Before things go into production, we have unit tests in place, code reviews and engineers have manually tested their work. Then, there is a pass from the QA team to test our changes and bring issues back to the implementation team. If something is found, we follow the same flow once again.
However, sometimes things might go wrong. This is why we always try to be as prepared as we can, for any kind of mishap.
Confidence-Based Deployments
Before proceeding with the deployment, we gather as a team and do a confidence check. “From 1 to 5 how confident are we to proceed?”. If the confidence is high, we proceed. If someone is not feeling confident, the next thing to do is ask “What do we need to do to go to 5?”.
This creates the space for everyone to raise any last-minute concerns they might have and pushes us to create action items in case there is something more to do.
If confidence is high, then we try to answer one more question. “What could be the worst that could happen once we go live and what can we do to get out of that difficult situation?”. Making this question helps us think about worst case scenarios and what our contingency plan will be, which helps us move to the next step.
Making a List and Checking It Twice
We usually do big initiative deployments as a team. We do have automation in every stage of deployment. This could be done by one person, but being together while these steps turn to green is a great moment for us. That specific group for that specific point in time is on a journey to release to the world the work we’ve been doing for some time now.
Then we – engineers, QA testers and usually a member from the DevOps team – can also start testing things out on production once more when we go live.

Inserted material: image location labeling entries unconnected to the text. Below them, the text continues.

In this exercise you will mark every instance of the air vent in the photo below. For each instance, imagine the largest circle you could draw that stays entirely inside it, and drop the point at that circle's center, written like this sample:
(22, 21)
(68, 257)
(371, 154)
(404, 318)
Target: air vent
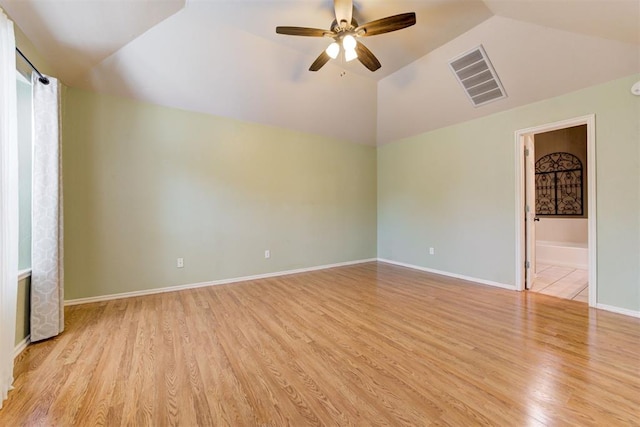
(477, 77)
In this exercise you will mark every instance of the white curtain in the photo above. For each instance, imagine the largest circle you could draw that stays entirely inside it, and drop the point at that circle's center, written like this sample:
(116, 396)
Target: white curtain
(8, 203)
(47, 273)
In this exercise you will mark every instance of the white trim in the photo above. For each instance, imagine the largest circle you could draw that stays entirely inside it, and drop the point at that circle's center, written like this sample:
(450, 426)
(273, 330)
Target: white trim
(446, 273)
(23, 274)
(618, 310)
(21, 346)
(211, 283)
(590, 121)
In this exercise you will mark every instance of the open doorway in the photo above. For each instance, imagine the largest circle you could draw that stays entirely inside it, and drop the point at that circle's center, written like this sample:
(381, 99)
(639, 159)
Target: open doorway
(556, 232)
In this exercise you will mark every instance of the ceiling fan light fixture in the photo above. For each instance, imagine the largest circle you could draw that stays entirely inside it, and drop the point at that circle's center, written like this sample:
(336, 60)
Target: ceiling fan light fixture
(349, 42)
(350, 54)
(333, 50)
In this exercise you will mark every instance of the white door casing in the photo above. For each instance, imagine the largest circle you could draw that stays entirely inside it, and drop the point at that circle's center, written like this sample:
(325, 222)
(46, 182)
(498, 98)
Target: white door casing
(520, 199)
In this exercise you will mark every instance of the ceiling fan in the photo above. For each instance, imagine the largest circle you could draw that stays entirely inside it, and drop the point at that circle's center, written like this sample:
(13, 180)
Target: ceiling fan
(345, 32)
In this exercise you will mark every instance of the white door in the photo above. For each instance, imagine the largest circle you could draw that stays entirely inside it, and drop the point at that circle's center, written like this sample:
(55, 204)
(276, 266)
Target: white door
(530, 211)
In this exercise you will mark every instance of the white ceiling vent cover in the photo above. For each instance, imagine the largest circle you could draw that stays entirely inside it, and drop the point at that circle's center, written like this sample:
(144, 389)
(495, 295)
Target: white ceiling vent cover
(478, 78)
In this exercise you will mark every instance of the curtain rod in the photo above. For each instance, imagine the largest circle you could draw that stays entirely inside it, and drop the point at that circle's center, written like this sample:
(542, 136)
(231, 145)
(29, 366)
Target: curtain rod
(42, 78)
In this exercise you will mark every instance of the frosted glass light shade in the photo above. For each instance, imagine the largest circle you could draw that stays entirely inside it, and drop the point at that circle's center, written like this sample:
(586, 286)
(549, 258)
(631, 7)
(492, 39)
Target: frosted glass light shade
(333, 50)
(350, 54)
(349, 42)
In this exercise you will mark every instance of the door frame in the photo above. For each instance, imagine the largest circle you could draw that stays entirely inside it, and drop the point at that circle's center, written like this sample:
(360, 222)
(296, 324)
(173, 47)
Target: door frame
(590, 121)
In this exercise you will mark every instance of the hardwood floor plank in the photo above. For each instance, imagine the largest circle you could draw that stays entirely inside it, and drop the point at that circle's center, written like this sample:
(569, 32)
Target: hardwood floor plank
(369, 344)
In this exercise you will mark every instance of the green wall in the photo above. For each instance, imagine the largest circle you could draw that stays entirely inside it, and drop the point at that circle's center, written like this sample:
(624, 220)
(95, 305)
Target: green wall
(144, 185)
(454, 189)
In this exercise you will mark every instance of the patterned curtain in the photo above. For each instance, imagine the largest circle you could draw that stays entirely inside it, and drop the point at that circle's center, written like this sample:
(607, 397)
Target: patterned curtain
(47, 274)
(8, 203)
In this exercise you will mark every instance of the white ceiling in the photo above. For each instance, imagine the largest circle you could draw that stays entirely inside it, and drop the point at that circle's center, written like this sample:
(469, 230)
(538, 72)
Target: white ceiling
(223, 57)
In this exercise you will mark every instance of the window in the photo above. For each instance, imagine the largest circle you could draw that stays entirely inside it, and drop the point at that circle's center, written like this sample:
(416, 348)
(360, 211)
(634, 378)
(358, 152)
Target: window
(24, 171)
(559, 185)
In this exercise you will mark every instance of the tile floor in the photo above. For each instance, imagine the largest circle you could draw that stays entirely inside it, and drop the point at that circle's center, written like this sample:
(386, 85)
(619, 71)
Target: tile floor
(562, 282)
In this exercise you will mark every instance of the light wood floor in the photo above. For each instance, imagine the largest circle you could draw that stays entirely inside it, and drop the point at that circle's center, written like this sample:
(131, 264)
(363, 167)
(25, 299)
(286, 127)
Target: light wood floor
(371, 344)
(562, 282)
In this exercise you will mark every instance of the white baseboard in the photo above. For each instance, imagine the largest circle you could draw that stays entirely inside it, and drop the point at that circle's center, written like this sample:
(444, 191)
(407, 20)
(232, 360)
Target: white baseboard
(21, 346)
(562, 264)
(454, 275)
(212, 283)
(618, 310)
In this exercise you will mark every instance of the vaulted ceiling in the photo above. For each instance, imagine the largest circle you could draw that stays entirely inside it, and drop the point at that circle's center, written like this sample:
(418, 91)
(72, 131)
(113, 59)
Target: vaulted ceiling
(224, 57)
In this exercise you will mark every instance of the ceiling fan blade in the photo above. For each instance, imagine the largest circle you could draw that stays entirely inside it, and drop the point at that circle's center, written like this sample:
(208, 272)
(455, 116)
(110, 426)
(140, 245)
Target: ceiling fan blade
(302, 31)
(367, 58)
(320, 61)
(388, 24)
(344, 11)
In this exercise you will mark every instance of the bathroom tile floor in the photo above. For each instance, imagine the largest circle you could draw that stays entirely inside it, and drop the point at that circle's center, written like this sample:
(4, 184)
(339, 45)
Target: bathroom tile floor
(562, 282)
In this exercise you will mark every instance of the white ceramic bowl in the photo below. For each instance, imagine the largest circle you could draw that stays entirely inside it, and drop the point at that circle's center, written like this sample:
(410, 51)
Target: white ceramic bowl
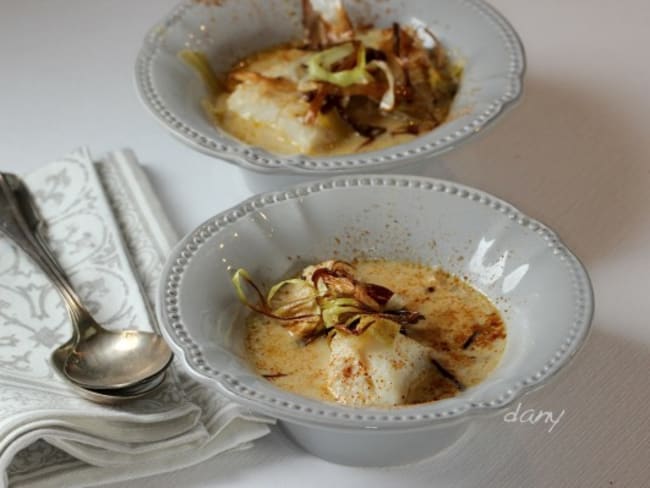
(541, 288)
(227, 30)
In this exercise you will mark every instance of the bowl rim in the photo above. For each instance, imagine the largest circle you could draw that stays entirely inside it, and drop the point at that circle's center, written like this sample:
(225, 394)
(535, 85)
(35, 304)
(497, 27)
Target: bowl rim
(223, 146)
(298, 409)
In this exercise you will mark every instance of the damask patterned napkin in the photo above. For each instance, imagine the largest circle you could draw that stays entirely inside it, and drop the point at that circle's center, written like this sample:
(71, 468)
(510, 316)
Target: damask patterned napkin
(108, 230)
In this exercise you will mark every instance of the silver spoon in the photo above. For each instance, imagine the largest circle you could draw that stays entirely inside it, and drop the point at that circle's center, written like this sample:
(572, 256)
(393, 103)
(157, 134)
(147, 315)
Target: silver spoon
(94, 358)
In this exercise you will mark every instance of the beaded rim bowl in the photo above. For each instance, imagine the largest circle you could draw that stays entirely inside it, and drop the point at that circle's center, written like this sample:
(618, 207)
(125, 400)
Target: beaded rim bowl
(540, 287)
(226, 30)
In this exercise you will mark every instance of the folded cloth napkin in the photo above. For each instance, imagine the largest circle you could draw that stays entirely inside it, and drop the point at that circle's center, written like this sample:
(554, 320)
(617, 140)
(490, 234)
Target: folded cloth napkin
(110, 235)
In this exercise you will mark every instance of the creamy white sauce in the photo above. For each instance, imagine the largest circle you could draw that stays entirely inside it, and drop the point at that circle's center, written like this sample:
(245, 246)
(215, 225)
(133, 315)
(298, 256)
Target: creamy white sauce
(455, 314)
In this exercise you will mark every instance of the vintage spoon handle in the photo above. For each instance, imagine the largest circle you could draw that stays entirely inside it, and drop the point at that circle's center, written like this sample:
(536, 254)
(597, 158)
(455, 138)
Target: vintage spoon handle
(21, 221)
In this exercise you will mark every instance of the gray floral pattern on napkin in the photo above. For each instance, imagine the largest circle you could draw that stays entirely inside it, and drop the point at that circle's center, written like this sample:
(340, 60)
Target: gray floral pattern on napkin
(112, 244)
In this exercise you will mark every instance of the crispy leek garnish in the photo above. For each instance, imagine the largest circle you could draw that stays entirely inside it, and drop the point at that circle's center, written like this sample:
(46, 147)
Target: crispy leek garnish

One more thing that has proven helpful is – one or two days before a deployment – document the steps to get in production, a Release Plan. Especially in cases with many moving parts, this has been crucial so as not to forget things. If your team has been working with multiple services, you can understand the pain of missing one piece of the puzzle and trying to find out what went wrong.
This list could be as detailed as needed. A simple example would be:
- [ ] Inform everyone that we are releasing a big change
that might need to be reverted in case of an emergency.

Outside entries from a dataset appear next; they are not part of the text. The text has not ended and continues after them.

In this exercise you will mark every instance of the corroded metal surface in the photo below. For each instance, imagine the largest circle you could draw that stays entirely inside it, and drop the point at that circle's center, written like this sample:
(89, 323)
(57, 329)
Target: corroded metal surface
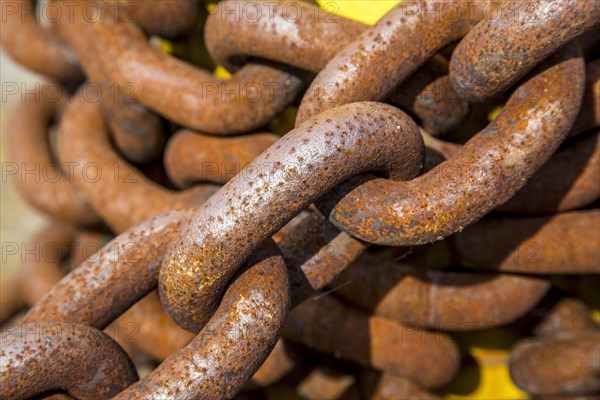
(438, 299)
(488, 170)
(211, 247)
(385, 55)
(326, 324)
(86, 362)
(100, 173)
(34, 47)
(370, 318)
(46, 187)
(192, 157)
(564, 359)
(542, 245)
(500, 51)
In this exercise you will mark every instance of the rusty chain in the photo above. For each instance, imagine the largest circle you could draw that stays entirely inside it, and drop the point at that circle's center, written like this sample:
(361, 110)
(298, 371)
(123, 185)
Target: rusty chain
(237, 249)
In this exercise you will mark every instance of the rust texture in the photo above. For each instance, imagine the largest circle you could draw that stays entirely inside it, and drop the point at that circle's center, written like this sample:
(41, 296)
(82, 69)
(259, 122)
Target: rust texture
(438, 299)
(97, 291)
(223, 262)
(187, 95)
(499, 51)
(37, 176)
(218, 238)
(137, 132)
(38, 49)
(385, 55)
(543, 245)
(307, 37)
(568, 181)
(104, 176)
(324, 323)
(564, 359)
(86, 363)
(589, 116)
(485, 173)
(40, 270)
(192, 157)
(171, 19)
(381, 386)
(234, 343)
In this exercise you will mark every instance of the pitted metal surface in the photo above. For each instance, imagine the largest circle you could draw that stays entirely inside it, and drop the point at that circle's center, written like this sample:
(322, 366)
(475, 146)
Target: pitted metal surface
(269, 284)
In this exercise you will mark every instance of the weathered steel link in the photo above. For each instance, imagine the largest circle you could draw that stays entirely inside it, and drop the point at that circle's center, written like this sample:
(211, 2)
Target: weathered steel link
(84, 141)
(40, 270)
(191, 157)
(85, 362)
(385, 55)
(430, 95)
(97, 292)
(34, 47)
(569, 180)
(487, 171)
(11, 297)
(198, 284)
(306, 40)
(137, 132)
(454, 301)
(249, 100)
(268, 32)
(381, 386)
(499, 51)
(589, 116)
(347, 141)
(543, 245)
(39, 179)
(566, 354)
(170, 19)
(324, 323)
(234, 343)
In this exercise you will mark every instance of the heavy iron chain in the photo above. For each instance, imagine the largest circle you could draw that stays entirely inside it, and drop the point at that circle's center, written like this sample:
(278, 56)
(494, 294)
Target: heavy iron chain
(232, 248)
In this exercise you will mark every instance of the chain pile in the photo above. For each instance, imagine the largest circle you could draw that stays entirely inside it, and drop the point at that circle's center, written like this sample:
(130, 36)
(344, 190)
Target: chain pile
(236, 249)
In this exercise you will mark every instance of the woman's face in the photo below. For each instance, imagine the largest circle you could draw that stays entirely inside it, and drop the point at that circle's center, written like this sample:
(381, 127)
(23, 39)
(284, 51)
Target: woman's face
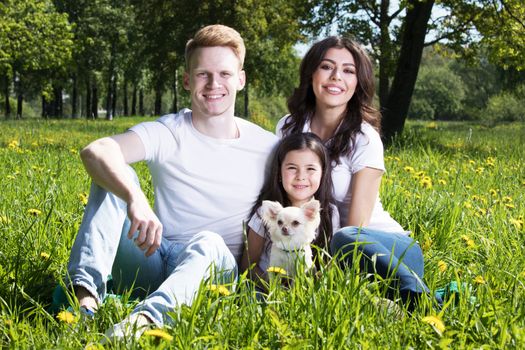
(335, 79)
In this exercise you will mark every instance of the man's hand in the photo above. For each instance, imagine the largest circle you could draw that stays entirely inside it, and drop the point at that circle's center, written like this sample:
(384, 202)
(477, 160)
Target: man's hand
(144, 220)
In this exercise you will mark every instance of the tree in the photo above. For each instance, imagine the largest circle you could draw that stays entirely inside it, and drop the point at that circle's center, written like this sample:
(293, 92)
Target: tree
(35, 44)
(397, 38)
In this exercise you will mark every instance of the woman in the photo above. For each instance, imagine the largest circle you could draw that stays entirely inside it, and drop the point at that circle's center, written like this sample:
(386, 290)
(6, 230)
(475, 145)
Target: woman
(334, 101)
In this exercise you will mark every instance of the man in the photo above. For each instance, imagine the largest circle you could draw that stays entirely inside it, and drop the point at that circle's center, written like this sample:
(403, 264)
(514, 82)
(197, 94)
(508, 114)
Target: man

Engineers and Customer Support are usually on the
front line of defence.
- [ ] Merge changes to the devel branch.
- [ ] Run database migrations.
- [ ] Release X service and bump X version.
- [ ] Release Y service.
…
- [ ] Inform everyone that the change is deployed.
…
- Emergency plan.
After Release Monitoring
Even if the deployment doesn’t have any kind of hiccups, we continue to monitor things for some time, Sentry errors, performance, and Slack messages for any irregularity that needs our attention. If everything looks fine for a period of time – which depends on the change – then we can gradually step out of the “danger zone”.

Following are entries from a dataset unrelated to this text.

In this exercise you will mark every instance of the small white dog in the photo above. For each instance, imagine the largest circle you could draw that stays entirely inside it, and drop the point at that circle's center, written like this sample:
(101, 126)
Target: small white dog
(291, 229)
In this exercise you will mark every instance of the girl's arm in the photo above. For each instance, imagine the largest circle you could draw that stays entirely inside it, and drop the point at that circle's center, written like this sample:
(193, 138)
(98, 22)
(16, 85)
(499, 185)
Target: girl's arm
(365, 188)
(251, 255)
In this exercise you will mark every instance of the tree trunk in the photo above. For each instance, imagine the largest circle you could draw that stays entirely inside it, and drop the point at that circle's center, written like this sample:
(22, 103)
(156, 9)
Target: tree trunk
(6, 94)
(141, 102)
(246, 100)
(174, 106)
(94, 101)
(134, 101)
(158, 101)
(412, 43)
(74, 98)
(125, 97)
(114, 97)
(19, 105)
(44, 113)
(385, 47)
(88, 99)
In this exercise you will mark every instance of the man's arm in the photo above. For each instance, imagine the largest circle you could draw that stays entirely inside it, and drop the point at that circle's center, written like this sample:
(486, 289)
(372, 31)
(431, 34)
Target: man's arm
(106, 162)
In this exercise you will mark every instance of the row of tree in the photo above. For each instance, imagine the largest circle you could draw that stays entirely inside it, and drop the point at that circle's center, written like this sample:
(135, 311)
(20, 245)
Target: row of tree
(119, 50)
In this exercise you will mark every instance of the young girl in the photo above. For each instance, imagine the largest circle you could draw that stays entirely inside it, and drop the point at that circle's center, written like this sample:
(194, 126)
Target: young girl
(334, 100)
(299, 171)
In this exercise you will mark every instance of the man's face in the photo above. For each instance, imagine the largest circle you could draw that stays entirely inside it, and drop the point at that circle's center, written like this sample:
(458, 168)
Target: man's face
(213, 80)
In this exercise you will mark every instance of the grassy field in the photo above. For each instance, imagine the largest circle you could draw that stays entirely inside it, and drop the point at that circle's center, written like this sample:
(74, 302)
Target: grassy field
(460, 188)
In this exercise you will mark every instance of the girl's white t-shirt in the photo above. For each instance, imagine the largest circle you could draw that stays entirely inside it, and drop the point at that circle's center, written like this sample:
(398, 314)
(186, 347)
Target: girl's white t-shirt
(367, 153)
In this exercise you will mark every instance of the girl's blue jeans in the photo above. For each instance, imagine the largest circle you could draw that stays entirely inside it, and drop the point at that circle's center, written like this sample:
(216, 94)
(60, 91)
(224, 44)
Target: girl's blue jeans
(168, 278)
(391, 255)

Each Team Has Their Own Flow
Although this is a fairly successful flow so far, this is by no means mandatory or needed in all cases. At Transifex, we prefer to have the flexibility to try out things, experiment, share findings between teams and then try again.
No Plan Is Bulletproof
Automation is there to help the team’s confidence and the chance of a change ruining a customer’s day. But, even the best plan could go wrong because something was missed.
Having these small tools in the team’s quiver can help stay focused on the moment, morale, accountability and a reminder that everyone’s opinion or gut feeling matters. These can also save us hours of firefighting that could be prevented by a ten minute detour.
Having an emergency plan always helps, right?
The Recipe For a Happier Deployment
To sum up, our suggestions for your next big and scary changes deployment would be:
- Take a confidence pulse from your team.
- Think of worst case scenarios and emergency plans.
- Make a list of all the things that you need to do to deploy your changes.
- Always keep in mind that a deployment is not the end goal. The team should be on top of everything, until you are out of the “danger zone”.